We started off the night with Pat and both his children in one of the beds, with Joe and Polly piled on top of him like puppies in a basket. I had the other bed all to myself. I should have been happy, I suppose. At least, I thought, I can stretch out in comfort. Glancing at the squirming, snorting heap across the room, however, in the silver moonlight filtering through the muslin curtains, I had never felt so lonely.
I checked my phone. There were no texts, no emails. So I felt lonelier still. I watched a video on my phone and then replayed it in my head. I tried to doze, still thinking this had been a big mistake and wondering how I'd cope when morning came, how I would walk these streets again?

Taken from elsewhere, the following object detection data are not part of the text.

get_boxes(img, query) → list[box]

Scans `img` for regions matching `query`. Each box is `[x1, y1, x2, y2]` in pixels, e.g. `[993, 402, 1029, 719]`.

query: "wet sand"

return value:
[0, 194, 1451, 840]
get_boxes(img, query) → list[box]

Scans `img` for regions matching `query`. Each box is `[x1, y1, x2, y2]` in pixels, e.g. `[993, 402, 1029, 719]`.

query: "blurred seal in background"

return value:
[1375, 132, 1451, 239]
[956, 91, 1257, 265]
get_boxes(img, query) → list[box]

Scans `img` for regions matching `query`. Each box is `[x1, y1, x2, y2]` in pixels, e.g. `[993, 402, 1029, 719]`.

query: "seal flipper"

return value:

I thought I'd never sleep. But it would seem I did. As it was starting to get light, I realised there was someone little snuggled up in bed with me and mewing like a kitten in distress. 'What's the matter, sweetheart?'
'Mommy,' whimpered Polly.
'You'll see Mommy soon. I tell you what we'll call her in the morning, shall we?'
Polly sniffed and blinked.
'But it's not morning yet. So shall we cuddle up again? Shall we shut our eyes?' I shut mine tight and hoped that she would do the same.
She must have done. When I woke up a few hours later, there were small, fat starfish fingers tangled in my hair and she was sucking on a strand of it contentedly.